L'Iran lance des missiles balistiques sur une base aérienne jordanienne utilisée par les forces américaines, mettant à l'épreuve un cessez-le-feu fragile
L'Iran a tiré dix missiles balistiques sur la base aérienne jordanienne de Muwaffaq Salti jeudi, et la Jordanie en a intercepté huit. Cette frappe s'inscrit dans une vague d'escalade plus large dans le Golfe, le Koweït et Bahreïn ayant également été visés.
L'attaque
Les Gardiens de la révolution iraniens ont lancé 10 missiles balistiques sur la base aérienne jordanienne de Muwaffaq Salti (également connue sous le nom de base militaire d'Azraq) jeudi 9 juillet, selon un communiqué diffusé par les médias d'État. La frappe visait une installation qui abrite à la fois des forces jordaniennes et près de 4 000 soldats américains.

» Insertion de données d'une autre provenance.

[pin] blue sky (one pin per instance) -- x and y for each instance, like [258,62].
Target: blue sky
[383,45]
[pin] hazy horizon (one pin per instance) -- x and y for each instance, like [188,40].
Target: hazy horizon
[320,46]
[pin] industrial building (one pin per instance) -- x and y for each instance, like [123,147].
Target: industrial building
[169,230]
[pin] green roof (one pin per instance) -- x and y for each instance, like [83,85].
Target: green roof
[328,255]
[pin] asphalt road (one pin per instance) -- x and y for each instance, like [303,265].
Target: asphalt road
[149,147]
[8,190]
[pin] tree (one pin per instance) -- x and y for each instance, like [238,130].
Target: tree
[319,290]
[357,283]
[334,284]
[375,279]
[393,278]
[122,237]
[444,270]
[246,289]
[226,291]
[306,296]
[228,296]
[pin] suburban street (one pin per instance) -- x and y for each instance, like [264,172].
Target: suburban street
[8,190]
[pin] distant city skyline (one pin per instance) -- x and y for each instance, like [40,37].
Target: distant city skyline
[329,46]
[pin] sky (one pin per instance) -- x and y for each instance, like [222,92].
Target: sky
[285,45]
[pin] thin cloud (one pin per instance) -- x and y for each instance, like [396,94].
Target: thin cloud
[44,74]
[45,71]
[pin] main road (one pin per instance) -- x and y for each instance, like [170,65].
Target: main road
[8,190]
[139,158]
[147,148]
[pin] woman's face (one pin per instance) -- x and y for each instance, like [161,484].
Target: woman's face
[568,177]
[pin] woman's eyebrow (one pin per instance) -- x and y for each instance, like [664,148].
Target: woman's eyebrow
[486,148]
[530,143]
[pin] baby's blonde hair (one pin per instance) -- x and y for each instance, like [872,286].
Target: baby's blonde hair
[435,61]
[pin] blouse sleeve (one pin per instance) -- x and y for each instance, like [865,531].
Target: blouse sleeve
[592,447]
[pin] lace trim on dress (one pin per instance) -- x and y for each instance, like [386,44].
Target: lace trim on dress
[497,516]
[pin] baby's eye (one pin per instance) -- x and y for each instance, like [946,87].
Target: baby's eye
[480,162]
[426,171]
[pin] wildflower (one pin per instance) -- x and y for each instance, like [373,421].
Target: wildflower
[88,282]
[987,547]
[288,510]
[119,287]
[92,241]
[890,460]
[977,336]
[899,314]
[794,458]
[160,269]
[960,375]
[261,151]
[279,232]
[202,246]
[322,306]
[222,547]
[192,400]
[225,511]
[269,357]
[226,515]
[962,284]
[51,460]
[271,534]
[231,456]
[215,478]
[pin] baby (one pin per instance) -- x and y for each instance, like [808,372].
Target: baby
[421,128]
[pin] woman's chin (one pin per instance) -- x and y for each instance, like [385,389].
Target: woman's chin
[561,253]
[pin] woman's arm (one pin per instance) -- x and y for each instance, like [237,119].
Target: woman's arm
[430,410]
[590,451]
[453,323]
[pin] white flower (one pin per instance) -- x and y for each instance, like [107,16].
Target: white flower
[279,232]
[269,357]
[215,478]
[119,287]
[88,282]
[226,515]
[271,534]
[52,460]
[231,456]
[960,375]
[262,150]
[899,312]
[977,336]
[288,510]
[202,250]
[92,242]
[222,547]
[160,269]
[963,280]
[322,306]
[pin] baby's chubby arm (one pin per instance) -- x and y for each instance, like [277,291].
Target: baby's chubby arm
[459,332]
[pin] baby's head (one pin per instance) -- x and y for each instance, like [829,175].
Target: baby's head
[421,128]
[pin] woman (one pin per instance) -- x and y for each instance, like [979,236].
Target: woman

L'attaque a suivi des frappes américaines sur les provinces côtières du sud et orientales de l'Iran, qui avaient déjà compromis un accord de cessez-le-feu vieux de trois semaines.
Interception et dégâts
L'armée jordanienne a intercepté et abattu huit des missiles entrants, ne signalant ni victimes ni dégâts causés par des débris tombés. L'écart entre dix missiles tirés et huit interceptés laisse deux missiles non localisés ; aucun détail supplémentaire n'a été donné sur leur sort.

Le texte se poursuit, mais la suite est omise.